Cora-Allan Wickliffe: From Otītori Bay Rd

This exhibition presents a series of landscape paintings made by Cora-Allan Wickliffe during her residency at Parahuia, which sits at number 67 Otītori Bay Road – a short but steep descent from Te Uru, toward the waters of the Manukau Harbour. Using paints harvested and processed from the local Waitākere whenua, the images are intimate studies of the land and a living archive of it, as well as visual journals of the artist’s stay.
Much as she gathered raw pigments, Wickliffe also gathered views of the landscape, and of objects, materials and her traditional tools – with care, and a mind to understanding the subtleties of the whenua on which the residency was based. From pinks and reds to light greys, Wickliffe experimented with the whenua’s palette, applying these to different surfaces, including hand-beaten Hiapo cloth customary to Niue.
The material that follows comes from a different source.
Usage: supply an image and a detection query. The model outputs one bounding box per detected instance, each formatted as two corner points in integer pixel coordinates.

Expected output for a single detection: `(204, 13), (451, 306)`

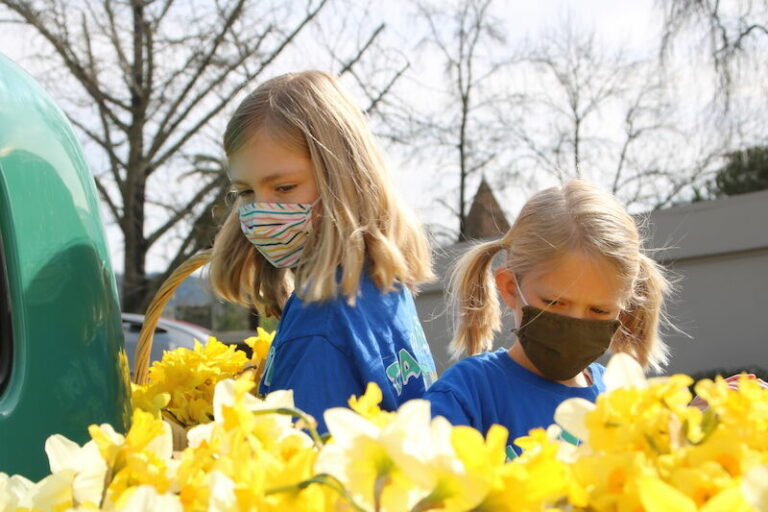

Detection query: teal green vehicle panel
(0, 54), (131, 479)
Many of these views were gathered and recorded from the Manukau Harbour, where Wickliffe spent time on a rowboat named after her late grandfather, ‘Koro’. Launching from Otītori Bay, the sea became an extended studio; using sea water as a base for her watercolour pigments, she documented the changing tides and weather patterns of her voyages in sketchbooks. Like fishing diaries, minute variations to tone and line in the drawings reflect these fluctuations.
The works from this period mark a new chapter in Wickliffe’s practice that creates a space in which her Niuean and Māori whakapapa – and two unique bodies of indigenous knowledge – can meet and be shared with others, not least with her small whanau, who helped to harvest, process and record the pigments used in these works.